Word & Song by Anthony Esolen is an online magazine devoted to reclaiming the good, the beautiful, and the true. We publish six essays each week, on words, classic hymn, poems, films, and popular songs, as well a weekly podcast, alternately Poetry Aloud or Anthony Esolen Speaks. To support this project, please join us as a free or paid subscriber. Learn more about our subscription tiers by clicking the button below.
There's so much symbolism to crowns that we miss these days--or, rather, that we refuse to acknowledge, I think. We have this idea that crowns symbolize oppression, something beaten into our heads by modern politics. We're told that the crown is just a fancy hat worn by some "regular guy" who everyone pretends is a god, because humans like to grab power and hurt people. And no doubt, kings of the past have oppressed and hurt many people: they are men, after all. But I don't think most of us today, especially those spinning the narrative, realize that the idea of a king was never truly that of a man above everyone else. Yes, yes "divine rule" and all that...but almost everyone in the "olden days" knew that their king was just a man. He was a man with greater responsibility, perhaps even ordained by God, but still a man. Some kings forgot this...and they often paid for it.

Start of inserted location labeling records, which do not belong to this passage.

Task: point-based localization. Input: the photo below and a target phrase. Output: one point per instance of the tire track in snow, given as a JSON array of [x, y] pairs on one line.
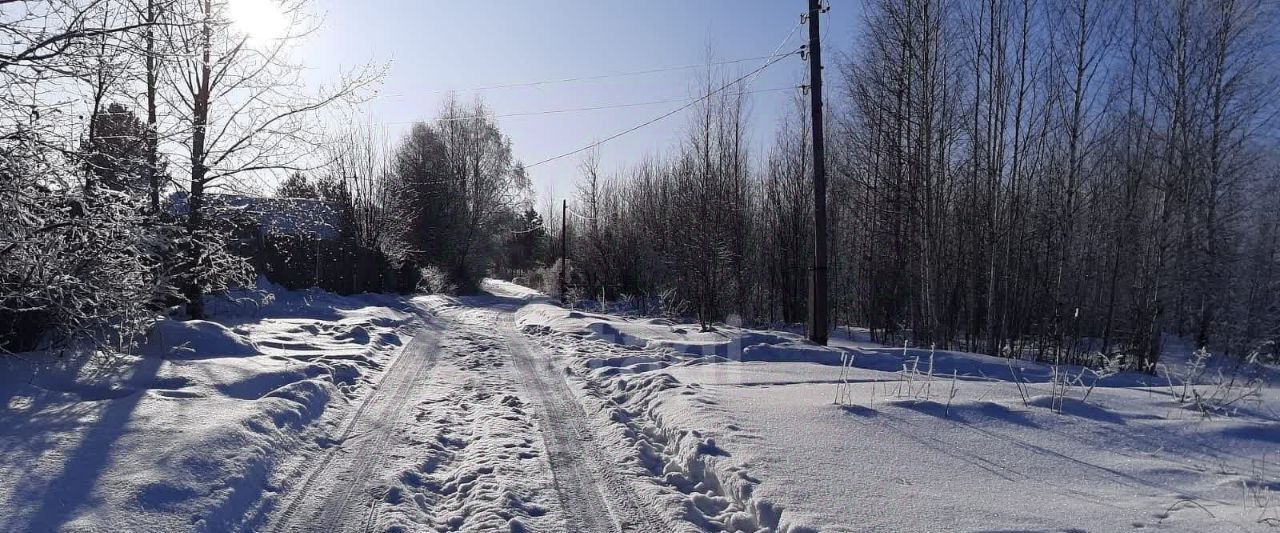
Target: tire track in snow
[[594, 496], [348, 470]]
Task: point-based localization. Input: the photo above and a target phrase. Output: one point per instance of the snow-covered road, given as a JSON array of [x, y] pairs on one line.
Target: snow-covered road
[[470, 428]]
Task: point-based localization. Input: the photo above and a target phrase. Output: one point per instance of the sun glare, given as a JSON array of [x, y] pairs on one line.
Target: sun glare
[[260, 19]]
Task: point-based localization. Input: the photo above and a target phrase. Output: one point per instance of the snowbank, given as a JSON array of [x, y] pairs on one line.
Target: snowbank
[[193, 433], [740, 429]]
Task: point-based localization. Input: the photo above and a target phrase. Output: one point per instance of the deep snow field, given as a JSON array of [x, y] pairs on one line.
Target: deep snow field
[[188, 434], [224, 424], [745, 426]]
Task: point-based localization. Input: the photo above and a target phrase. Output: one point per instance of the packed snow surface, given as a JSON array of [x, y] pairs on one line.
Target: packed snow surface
[[188, 434], [502, 411], [746, 427]]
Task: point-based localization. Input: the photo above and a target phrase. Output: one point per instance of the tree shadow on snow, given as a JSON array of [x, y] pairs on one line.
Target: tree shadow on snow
[[58, 500]]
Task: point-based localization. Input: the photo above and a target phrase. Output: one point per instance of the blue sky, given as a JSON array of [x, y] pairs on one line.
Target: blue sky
[[434, 46]]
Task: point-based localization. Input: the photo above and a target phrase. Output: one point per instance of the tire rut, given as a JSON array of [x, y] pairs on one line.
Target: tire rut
[[374, 422], [593, 493]]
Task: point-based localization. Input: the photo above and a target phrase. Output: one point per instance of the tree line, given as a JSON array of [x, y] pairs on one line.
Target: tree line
[[1054, 180], [119, 118]]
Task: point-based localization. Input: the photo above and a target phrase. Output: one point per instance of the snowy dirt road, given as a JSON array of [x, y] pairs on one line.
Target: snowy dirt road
[[471, 428]]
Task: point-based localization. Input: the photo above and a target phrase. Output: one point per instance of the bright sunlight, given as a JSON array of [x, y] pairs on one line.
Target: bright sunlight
[[260, 19]]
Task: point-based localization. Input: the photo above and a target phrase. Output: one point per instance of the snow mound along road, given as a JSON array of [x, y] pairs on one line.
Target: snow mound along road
[[983, 443], [192, 433], [726, 342]]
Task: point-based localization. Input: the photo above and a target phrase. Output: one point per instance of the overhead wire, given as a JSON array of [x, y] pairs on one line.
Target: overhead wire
[[593, 77], [690, 104], [549, 112]]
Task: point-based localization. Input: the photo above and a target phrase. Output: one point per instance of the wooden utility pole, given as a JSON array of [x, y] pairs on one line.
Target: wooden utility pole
[[818, 301], [563, 247]]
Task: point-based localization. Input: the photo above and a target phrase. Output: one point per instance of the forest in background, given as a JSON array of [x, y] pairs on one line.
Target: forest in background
[[124, 123], [1048, 178], [1056, 180]]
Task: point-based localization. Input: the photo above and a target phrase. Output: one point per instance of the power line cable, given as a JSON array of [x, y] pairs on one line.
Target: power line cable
[[775, 53], [659, 117], [549, 112], [593, 77]]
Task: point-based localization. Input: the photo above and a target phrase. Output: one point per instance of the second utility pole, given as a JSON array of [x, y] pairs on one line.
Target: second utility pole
[[563, 247], [818, 301]]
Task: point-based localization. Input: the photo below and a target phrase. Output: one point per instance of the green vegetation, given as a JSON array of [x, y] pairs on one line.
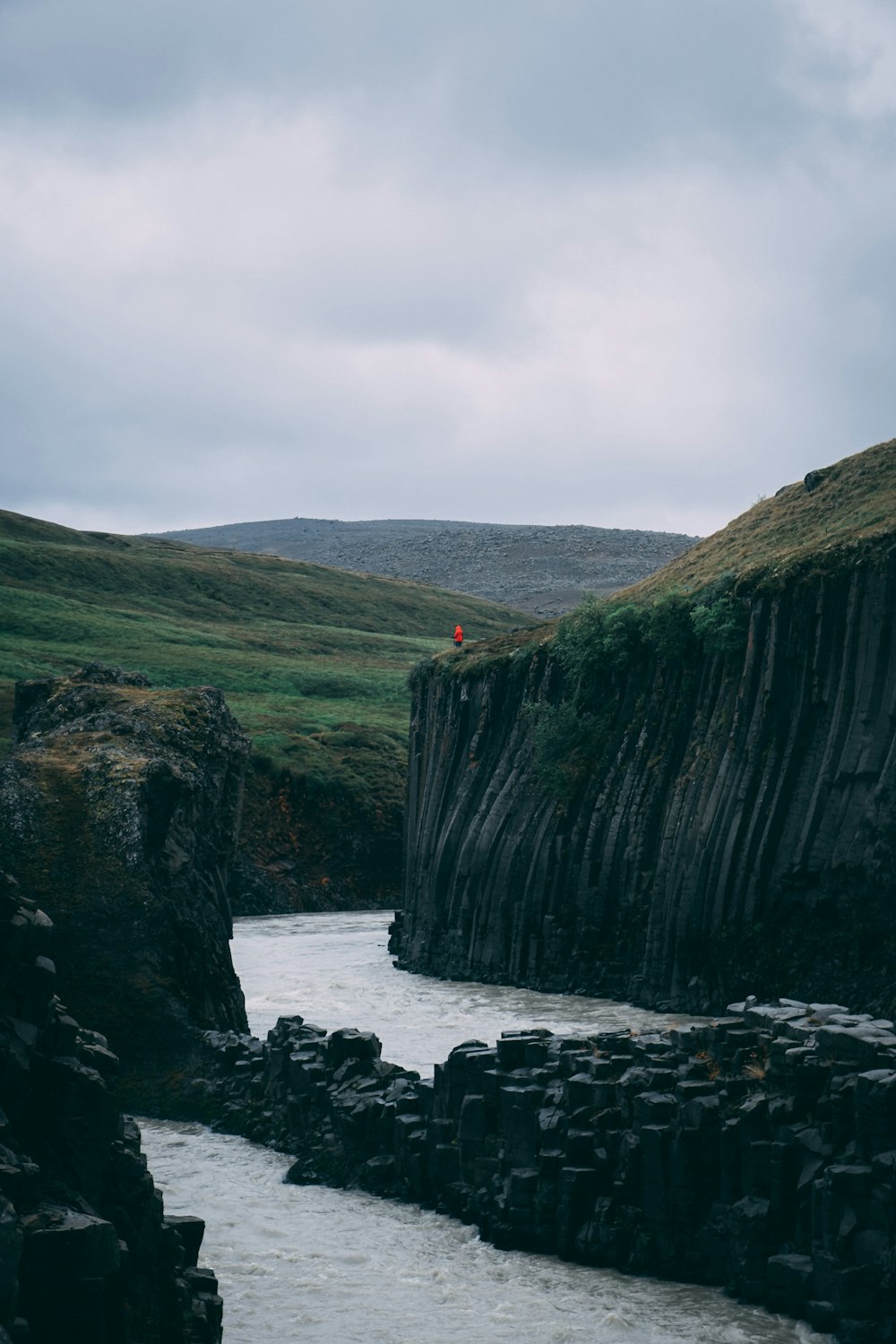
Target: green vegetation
[[314, 661], [608, 650]]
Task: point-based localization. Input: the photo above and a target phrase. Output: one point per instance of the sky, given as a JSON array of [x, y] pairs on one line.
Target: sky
[[619, 263]]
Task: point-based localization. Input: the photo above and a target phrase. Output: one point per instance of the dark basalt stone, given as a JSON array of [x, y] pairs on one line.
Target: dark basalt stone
[[732, 828], [85, 1250], [775, 1179], [120, 814]]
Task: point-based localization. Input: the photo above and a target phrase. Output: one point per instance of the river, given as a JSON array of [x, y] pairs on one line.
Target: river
[[308, 1265]]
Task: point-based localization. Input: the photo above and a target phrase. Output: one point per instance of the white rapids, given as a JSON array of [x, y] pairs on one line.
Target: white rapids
[[308, 1265]]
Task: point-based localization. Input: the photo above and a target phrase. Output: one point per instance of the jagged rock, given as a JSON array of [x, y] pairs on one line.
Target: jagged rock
[[780, 1185], [85, 1250], [734, 824], [120, 808]]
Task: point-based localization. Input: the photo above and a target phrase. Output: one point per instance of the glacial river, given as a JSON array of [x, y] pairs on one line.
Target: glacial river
[[306, 1265]]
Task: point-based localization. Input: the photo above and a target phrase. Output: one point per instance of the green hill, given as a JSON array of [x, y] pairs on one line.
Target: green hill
[[823, 524], [312, 660]]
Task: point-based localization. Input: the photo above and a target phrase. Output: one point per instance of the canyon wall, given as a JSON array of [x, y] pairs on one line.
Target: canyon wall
[[86, 1253], [118, 814], [734, 825], [755, 1152]]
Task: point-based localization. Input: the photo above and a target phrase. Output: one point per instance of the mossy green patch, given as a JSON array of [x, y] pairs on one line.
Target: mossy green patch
[[312, 660]]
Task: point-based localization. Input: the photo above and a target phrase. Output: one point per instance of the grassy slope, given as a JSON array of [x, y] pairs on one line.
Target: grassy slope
[[850, 510], [300, 650]]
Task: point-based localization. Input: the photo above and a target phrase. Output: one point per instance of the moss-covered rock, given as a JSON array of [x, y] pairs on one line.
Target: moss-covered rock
[[118, 814]]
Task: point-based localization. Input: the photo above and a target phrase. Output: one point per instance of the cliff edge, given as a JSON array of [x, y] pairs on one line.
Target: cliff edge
[[86, 1253], [685, 792], [120, 809]]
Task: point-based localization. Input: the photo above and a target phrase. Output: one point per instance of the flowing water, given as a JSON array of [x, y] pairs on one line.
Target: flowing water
[[308, 1265]]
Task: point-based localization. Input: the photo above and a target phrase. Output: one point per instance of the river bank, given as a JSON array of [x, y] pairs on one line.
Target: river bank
[[314, 1263]]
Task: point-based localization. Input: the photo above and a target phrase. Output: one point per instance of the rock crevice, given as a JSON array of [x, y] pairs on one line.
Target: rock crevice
[[735, 825]]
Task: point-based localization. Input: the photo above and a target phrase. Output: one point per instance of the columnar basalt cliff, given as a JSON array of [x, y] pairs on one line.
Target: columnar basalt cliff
[[120, 808], [86, 1253], [702, 806], [755, 1152]]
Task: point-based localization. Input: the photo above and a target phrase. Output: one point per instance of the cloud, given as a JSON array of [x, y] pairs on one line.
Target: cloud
[[571, 263]]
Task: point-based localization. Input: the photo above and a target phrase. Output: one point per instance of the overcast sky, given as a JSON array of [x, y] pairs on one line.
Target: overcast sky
[[624, 263]]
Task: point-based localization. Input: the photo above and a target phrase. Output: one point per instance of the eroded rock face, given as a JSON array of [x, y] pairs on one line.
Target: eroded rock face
[[755, 1152], [737, 827], [118, 814], [86, 1253]]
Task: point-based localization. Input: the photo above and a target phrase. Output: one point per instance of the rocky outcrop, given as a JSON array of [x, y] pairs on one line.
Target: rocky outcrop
[[755, 1152], [86, 1253], [118, 814], [312, 847], [731, 823]]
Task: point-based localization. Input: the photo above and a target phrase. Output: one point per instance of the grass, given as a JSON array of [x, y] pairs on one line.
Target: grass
[[850, 511], [314, 661], [696, 607]]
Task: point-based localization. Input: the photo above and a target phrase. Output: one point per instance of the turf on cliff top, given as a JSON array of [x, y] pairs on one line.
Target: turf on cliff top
[[314, 661]]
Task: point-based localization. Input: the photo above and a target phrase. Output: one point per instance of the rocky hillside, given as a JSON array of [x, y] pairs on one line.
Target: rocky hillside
[[541, 570], [120, 808], [688, 790], [86, 1253], [754, 1152]]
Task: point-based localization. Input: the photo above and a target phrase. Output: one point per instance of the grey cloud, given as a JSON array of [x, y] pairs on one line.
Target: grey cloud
[[560, 81]]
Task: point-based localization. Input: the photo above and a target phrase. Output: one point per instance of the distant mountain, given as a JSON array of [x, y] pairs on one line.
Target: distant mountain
[[541, 570]]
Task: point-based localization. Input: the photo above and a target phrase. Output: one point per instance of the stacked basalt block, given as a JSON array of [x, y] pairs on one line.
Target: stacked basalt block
[[86, 1253], [756, 1152]]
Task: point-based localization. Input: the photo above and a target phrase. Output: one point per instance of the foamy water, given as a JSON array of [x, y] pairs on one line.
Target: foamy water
[[308, 1265]]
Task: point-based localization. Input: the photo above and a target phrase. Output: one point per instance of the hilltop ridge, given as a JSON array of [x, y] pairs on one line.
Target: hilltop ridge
[[543, 570]]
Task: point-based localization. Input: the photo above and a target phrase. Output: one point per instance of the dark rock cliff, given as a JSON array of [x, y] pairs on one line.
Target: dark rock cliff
[[86, 1254], [731, 822], [755, 1152], [306, 847], [118, 814]]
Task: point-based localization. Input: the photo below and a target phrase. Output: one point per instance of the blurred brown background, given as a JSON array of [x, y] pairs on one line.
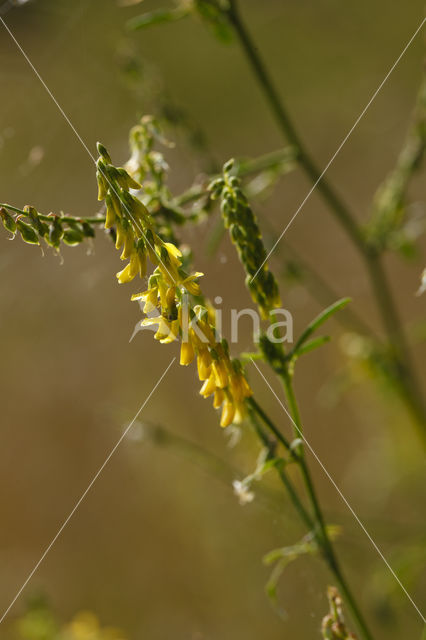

And for all our hand-wringing about the "terrible" past, things were far more balanced then, I think. A feudal king had power, but he also had oaths to fulfill. He had to provide protection and justice, because if he didn't--well, you wouldn't want to be him when the peasants he relies on as soldiers decide they don't care for him anymore! These days, we've replaced crowns with suits, and rather than having a government that relies on us for its existence, just as we rely on it for protection, we have leaders whose wealth, capital, and manipulative influence have ensured that they essentially no longer need us. I'd much rather have a king who I knew relied upon my support as much as I relied upon his power than a Congress that has no need to care for me, because they own every resource I could use to force their hand. How very strange that we're told by modern authoritarians that the kings of the past were so much worse...almost as if they're trying to distract us from rediscovering something that might be a threat to their power.
The happiest of people include children wearing birthday crowns. teen-agers being crowned at a prom, party goers wearing hats and crowns on New Years Eve, and the best of anything awarded with a trophy or crown. Crowns have become so commonplace that when am antique, richly embelished, or jeweled crown is seen in a museum or at a coronation it reclaims its true significance and we are awed in its presence.